Since you are using a copy anyway you might as well create an instance of Data inside of fill and initialize that. The you avoid having to pass d.
As pointed out by T.C. it is important to explicitly quote the details on when lifetime starts. From section 3.8:
The lifetime of an object is a runtime property of the object. An
object is said to have non-trivial initialization if it is of a class
or aggregate type and it or one of its members is initialized by a
constructor other than a trivial default constructor. [ Note:
initialization by a trivial copy/move constructor is non-trivial
initialization. — end note ] The lifetime of an object of type T
begins when:
storage with the proper alignment and size for type T is obtained, and
if the object has non-trivial initialization, its initialization is complete.

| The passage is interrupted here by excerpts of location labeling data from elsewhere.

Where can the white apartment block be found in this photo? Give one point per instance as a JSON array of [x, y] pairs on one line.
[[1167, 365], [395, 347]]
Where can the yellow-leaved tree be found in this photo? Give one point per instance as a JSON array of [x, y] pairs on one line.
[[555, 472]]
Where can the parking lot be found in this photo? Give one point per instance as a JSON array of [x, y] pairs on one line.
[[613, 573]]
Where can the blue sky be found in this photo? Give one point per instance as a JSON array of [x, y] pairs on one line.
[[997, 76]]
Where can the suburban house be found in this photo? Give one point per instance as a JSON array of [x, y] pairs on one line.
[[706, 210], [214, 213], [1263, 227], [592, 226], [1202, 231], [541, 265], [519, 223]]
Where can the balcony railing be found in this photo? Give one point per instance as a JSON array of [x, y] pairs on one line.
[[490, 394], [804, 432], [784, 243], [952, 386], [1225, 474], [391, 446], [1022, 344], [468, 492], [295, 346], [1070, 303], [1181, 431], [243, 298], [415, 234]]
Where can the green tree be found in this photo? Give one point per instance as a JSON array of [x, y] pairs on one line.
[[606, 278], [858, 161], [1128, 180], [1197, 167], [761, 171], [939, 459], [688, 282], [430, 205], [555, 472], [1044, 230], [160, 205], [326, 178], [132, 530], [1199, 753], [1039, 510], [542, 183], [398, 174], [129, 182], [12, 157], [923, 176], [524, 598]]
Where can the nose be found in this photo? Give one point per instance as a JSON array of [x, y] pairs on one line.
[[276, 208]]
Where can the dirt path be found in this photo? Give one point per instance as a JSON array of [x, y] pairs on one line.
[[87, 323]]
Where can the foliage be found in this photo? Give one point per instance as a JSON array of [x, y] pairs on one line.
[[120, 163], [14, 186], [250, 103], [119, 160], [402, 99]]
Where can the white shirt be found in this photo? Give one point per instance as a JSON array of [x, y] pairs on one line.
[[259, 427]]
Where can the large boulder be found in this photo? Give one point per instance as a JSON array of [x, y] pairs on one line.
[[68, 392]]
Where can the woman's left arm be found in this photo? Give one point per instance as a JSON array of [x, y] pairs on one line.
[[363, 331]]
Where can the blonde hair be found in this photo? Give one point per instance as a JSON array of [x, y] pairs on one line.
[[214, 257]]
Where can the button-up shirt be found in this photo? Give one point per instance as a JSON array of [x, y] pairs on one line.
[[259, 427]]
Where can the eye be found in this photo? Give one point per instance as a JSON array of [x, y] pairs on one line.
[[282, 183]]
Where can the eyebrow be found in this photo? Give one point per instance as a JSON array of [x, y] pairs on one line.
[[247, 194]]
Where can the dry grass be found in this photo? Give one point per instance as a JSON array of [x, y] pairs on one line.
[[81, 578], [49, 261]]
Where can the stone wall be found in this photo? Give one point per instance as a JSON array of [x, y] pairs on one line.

The initialization is non-trivial since we are initializing via the copy constructor.
I don't see a problem. Accessing the uninitialized integer members is valid, because you're accessing for the purpose of writing. Reading them would cause UB.
I think it is valid ( crazy, but valid ).
This would be both legal and logically acceptable :
Data d ;
d = fill( d ) ;
and the fact is that this form is the same :
Data d = fill( d ) ;
As far as the logical structure of the language is concerned those two versions are equivalent.
So it's legal and logically correct for the language.
However, as we normally expect people to initialize variables to a default when we created them ( for safety ), it is bad programming practice.
It is interesting that g++ -Wall compiles this code without a blurp.